I carried the invitation back to the living room, to my father's desk, and set it beside my laptop. A splash of garish color against the dark wood. A dare I wasn't sure I had the courage to accept.

My right hand had calmed to its usual, almost imperceptible rest tremor. I looked at it, then at the invitation, then at the boxes still waiting to be opened.

Two days. I had two days to decide if I was brave enough or foolish enough to walk back into the past and find out if anything worth saving was still there.

The grandfather clock ticked on, steady and indifferent, marking time I couldn't afford to waste.

I didn't throw the invitation away.

That night, I dreamed of flour-covered kitchens and green eyes and the sound of Charlotte's laugh, bright and real and completely unguarded. I woke up at 3 AM with my heart pounding and my right hand shaking against the sheets, and I knew, with the kind of certainty that defies logic, that I was going to that reunion.

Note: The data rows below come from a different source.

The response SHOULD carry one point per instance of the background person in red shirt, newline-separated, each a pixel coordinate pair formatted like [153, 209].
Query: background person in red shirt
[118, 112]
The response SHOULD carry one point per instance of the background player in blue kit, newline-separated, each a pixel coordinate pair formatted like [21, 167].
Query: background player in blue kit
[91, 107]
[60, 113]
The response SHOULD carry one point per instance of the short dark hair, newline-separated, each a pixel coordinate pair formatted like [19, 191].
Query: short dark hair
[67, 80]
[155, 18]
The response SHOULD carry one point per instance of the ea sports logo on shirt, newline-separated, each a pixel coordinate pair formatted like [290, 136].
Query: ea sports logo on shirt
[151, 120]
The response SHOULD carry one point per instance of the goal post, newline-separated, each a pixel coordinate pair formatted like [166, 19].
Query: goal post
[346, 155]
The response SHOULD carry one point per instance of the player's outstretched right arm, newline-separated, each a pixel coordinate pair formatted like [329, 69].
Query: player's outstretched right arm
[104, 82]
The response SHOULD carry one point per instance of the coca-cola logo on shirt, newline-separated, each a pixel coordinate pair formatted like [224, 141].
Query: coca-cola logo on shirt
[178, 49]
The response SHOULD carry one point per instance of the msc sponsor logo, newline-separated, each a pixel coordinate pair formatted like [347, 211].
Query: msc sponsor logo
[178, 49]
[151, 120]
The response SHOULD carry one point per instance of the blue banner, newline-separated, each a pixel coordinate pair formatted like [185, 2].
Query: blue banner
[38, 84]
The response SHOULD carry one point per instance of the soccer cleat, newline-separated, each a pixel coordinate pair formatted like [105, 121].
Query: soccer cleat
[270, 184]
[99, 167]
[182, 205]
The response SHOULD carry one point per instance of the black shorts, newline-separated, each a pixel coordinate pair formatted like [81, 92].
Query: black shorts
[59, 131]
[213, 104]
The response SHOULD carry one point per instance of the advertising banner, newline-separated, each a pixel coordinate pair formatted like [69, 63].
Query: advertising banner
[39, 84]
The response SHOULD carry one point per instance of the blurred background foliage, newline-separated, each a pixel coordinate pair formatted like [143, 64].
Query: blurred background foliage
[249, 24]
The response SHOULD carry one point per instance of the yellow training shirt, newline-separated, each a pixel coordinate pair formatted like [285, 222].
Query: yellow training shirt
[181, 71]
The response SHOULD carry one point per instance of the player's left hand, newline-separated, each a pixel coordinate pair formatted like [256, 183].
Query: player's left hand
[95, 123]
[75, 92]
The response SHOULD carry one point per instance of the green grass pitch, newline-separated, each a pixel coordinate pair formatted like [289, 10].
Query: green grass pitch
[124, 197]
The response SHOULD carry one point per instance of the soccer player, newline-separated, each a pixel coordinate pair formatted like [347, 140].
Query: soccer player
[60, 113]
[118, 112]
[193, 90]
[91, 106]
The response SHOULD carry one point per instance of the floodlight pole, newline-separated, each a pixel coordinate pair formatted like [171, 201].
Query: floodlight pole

Not because it was smart. Not because it was safe.

Because some chances only come around once, and I'd already let Charlotte Huston slip away fifteen years ago.

I wasn't sure I could survive doing it again.

3.Charlotte

Miles Cameron is attending.

Three words. Three stupid words on a glowing phone screen, and I'd been useless for two days. I'd burned dinner twice, walked into a door frame at work, and changed my outfit for tonight approximately forty-seven times. My bedroom currently looked like a clothing store had exploded, dresses and jeans and sweaters scattered across every available surface like fabric shrapnel.

"This is fine," I told my reflection, standing in my bra and underwear in front of the closet. "This is completely normal behavior for a thirty-five-year-old woman attending a casual social event."